Billing Modes
Quota supports three billing modes: user-pays (default), developer-pays, and hosted token storage.
User Pays (Default)
In user-pays mode, your users add funds to their own Quota wallet and pay for their own AI usage. You set a markup percentage on your app and earn revenue on every request. This is the default and recommended mode.
- Users purchase balance in tiered dollar packages ($5-$50)
- Balance is universal — works across all Quota apps
- You set a markup % and keep 100% of it (no platform fee)
- Payouts via Stripe Connect (daily, 7-day delay)
How it works
// Users buy balance via Stripe checkout (tiered packages)

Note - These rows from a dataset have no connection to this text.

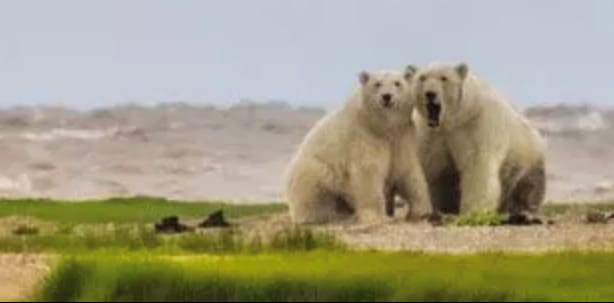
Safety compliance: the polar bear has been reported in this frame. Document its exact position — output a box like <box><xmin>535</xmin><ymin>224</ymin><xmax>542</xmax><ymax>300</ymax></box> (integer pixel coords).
<box><xmin>286</xmin><ymin>69</ymin><xmax>432</xmax><ymax>224</ymax></box>
<box><xmin>413</xmin><ymin>63</ymin><xmax>546</xmax><ymax>215</ymax></box>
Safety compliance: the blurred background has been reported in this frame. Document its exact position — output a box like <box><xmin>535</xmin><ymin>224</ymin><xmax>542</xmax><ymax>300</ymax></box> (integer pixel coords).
<box><xmin>0</xmin><ymin>0</ymin><xmax>614</xmax><ymax>203</ymax></box>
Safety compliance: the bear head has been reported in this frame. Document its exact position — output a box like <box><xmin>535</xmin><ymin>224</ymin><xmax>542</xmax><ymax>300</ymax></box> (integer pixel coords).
<box><xmin>359</xmin><ymin>66</ymin><xmax>416</xmax><ymax>126</ymax></box>
<box><xmin>413</xmin><ymin>63</ymin><xmax>471</xmax><ymax>128</ymax></box>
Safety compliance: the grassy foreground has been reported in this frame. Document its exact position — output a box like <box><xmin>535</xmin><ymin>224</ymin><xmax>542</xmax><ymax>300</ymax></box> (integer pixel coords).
<box><xmin>0</xmin><ymin>197</ymin><xmax>285</xmax><ymax>224</ymax></box>
<box><xmin>33</xmin><ymin>251</ymin><xmax>614</xmax><ymax>301</ymax></box>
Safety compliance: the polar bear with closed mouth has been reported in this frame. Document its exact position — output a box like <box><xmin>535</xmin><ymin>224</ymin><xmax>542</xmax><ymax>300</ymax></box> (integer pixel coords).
<box><xmin>413</xmin><ymin>63</ymin><xmax>546</xmax><ymax>214</ymax></box>
<box><xmin>286</xmin><ymin>68</ymin><xmax>432</xmax><ymax>223</ymax></box>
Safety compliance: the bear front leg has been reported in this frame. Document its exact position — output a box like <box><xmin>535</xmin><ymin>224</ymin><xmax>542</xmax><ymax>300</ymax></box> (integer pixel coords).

// Then make AI requests billed to their balance:
await fetch("https://api.usequota.ai/v1/users/user_123/chat/completions", {
method: "POST",
headers: {
"Authorization": "Bearer sk-quota-your-api-key",
"Content-Type": "application/json",
},
body: JSON.stringify({
model: "gpt-4o",
messages: [{role: "user", content: "Hello!"}],
}),
});
// Cost deducted from user's dollar balance (base + your markup)Developer Grants
Grants are a feature within the user-pays model. You fund a grant pool and distribute free balance to new users as a promotional onboarding mechanism:
// Grant $0.50 of free balance to a new user
await fetch("https://api.usequota.ai/v1/funding/grant", {
method: "POST",
headers: {
"Authorization": "Bearer sk-quota-your-api-key",
"Content-Type": "application/json",
},
body: JSON.stringify({
external_user_id: "user_123",
amount: 0.50,
description: "Welcome bonus",
}),
});Once the grant is used up, users purchase their own balance to continue.
Developer Billing
In developer billing mode, all AI usage is charged to your developer account. This works well for:
- Internal tools
- Fixed-price products
- Freemium apps where you absorb AI costs
How it works
// All requests use your API key
const client = new OpenAI({
baseURL: "https://api.usequota.ai/v1",
apiKey: "sk-quota-your-api-key",
});
// Cost deducted from YOUR balance
await client.chat.completions.create({...});Hosted Token Storage
In hosted token storage mode, Quota stores OAuth tokens server-side and your app identifies users with the X-Quota-User header. You never handle tokens directly. This works well for:
- Server-rendered apps (Next.js, Nuxt, SvelteKit, etc.)
- Apps that want user billing without managing tokens
- Quick prototypes that need user-level billing
How it works
// After the user connects via OAuth, Quota stores the token link.
// Your app just sends X-Quota-User with your API key:
await fetch("https://api.usequota.ai/v1/chat/completions", {
method: "POST",
headers: {
"Authorization": "Bearer sk-quota-your-api-key",
"X-Quota-User": "user_123",
"Content-Type": "application/json",
},
body: JSON.stringify({
model: "gpt-4o-mini",
messages: [{role: "user", content: "Hello!"}],
}),
});
// Cost deducted from the linked USER's dollar balanceSee Hosted Users API for details, Core SDK for a framework-agnostic setup, or Next.js SDK for a turnkey Next.js setup.
Choosing a Mode
Pick the billing mode that matches your product and revenue model.
User Pays (Default)
Users buy their own balance via tiered dollar packages. You earn revenue through markup. Best for:
- Consumer apps where users pay for AI usage
- Marketplaces and plugin ecosystems
- Any app where you want to earn revenue from AI usage
Developer Billing
You pay for all AI usage from your developer balance. Best for:
- Internal tools and admin dashboards
- Free-tier features where you absorb costs
- Fixed-price subscriptions with predictable usage
User Billing (OAuth)
Users connect their own Quota wallet via OAuth and pay from their own balance. Best for:
- Consumer apps with "bring your own wallet" models
- Platforms where users control their own spending
- Third-party integrations and plugin ecosystems
Comparison
| Consideration | User Pays (Default) | Developer Billing | User Billing (OAuth) |
|---|---|---|---|
| Setup complexity | Simple | Simple | OAuth flow required |
| Who pays | End user (dollar packages) | Developer | End user (self-funded) |
| Developer revenue | 100% of markup via Stripe Connect | None | 100% of markup via Stripe Connect |
| Revenue model | Per-use markup | Subscription or free | Per-use markup |
Rate Limits
All billing modes share the same rate limits. Default: 100 requests/minute per API key. Auth endpoints use stricter limits (3-5 req/min). See Authentication for rate limit headers and details.